На протяжении нескольких веков эта икона, якобы принесенная ангелами, не привлекала к себе никакого интереса. Сегодня утром Аргайл проснулся с твердым намерением выяснить, почему ситуация вдруг изменилась, И был готов потратить на это весь день. Даже неделю, если понадобится: он задал студентам эссе, над сочинением которого им придется покорпеть не один день.
Флавии Джонатан ничего не сказал — он любил преподносить сюрпризы в законченном виде. У него появилась одна идея: попытаться узнать, почему Буркхардт вдруг заинтересовался маленькой «Мадонной».
Явившись в монастырь, он объяснил цель своего визита отцу Жану.
— Пожалуйста, вы можете посмотреть архив, если считаете, что в этом есть смысл, — с готовностью откликнулся отец Жан.
— А у вас нигде не отмечено, какие именно документы он смотрел?
— Кто — он?
— Буркхардт. Убитый, которого нашли в реке. В своей статье он ссылался на ваш архив — значит, он воспользовался его материалами. Это очень важно — узнать, что именно он смотрел.
На этот раз удача отвернулась от Аргайла. Отец Жан отрицательно покачал головой:
— Сожалею.
— Вы не ведете такие записи?
— Нет. В тех редких случаях, когда к нам обращаются с просьбой воспользоваться архивом, мы просто отдаем ключ от помещения, и все.
— У вас есть каталог имеющихся документов?
Отец Жан улыбнулся:
— В некотором роде, но вряд ли он вас удовлетворит. Он никуда не годится.
— Он даст мне хоть какое-то представление.
— Боюсь, что нет.
— Отчего так?
— Архивом заведовал отец Чарлз, он знал его вдоль и поперек.
— Но отец Чарлз, как я понял, умер.
— О нет, он полон жизни, но ему уже за восемьдесят, и голова у него уже не та, что раньше.
— Он сошел с ума?
— Боюсь, что так. У него бывают просветления, но все реже и реже.
— И он не составил каталог?
— Нет. Мы планировали заняться им, но когда отец Чарлз перенес удар, пришлось отказаться от этой идеи. Без его подсказки нам пришлось бы начинать с нуля. В настоящий момент мы заняты более насущными делами.
— Да, это сильно осложняет мою задачу. А нельзя ли мне с ним повидаться?
— В принципе можно.

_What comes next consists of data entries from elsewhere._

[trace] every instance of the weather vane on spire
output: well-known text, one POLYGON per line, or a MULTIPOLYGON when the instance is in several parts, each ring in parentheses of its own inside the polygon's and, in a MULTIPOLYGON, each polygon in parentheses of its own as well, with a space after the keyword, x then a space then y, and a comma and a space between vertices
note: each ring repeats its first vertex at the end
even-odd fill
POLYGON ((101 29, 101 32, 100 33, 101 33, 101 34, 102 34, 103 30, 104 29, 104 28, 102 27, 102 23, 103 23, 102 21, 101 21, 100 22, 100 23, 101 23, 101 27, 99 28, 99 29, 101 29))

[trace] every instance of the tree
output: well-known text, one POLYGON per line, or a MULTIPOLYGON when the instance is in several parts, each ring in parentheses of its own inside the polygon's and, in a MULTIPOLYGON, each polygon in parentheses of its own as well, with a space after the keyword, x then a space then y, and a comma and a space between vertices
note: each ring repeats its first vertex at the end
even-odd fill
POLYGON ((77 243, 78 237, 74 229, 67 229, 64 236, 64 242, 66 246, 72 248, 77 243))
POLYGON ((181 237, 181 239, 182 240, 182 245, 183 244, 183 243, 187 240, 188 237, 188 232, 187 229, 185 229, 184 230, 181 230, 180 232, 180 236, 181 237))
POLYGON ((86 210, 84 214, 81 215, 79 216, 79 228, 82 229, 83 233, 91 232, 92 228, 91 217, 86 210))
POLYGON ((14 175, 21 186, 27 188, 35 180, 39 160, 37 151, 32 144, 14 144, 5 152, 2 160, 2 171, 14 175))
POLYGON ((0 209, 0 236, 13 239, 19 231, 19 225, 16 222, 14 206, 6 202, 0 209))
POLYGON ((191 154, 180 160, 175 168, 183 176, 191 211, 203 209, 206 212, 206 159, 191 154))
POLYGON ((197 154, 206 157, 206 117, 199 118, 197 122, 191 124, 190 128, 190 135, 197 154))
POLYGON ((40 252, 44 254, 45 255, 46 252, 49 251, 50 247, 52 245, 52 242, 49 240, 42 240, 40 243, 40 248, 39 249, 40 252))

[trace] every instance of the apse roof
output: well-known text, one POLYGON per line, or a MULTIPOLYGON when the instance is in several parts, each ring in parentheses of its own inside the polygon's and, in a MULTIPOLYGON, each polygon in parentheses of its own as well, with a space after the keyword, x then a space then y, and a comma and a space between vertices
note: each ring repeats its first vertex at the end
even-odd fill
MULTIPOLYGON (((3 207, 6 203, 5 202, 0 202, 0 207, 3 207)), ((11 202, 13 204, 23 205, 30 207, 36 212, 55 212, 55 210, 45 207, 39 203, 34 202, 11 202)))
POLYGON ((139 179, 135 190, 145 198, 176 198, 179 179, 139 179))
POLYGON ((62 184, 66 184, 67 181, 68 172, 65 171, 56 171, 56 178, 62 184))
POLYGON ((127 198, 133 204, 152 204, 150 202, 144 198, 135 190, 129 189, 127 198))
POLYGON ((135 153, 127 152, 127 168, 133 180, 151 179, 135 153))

Только я сейчас не смогу вас к нему проводить. У нас возникли большие проблемы.
— Какого рода?
Отец Жан сокрушенно покачал головой:
— Мы столкнулись с подъемом религиозных чувств у местного населения.
— Вас это не радует?
— Говоря откровенно, я пока не знаю, как к этому отнестись. Наш орден уделяет столько внимания больницам и школам, что братья забыли, что такое истинное религиозное чувство, и не знают, как им быть в такой ситуации. Тем более что вера местных жителей основана, на мой взгляд, на суеверном страхе.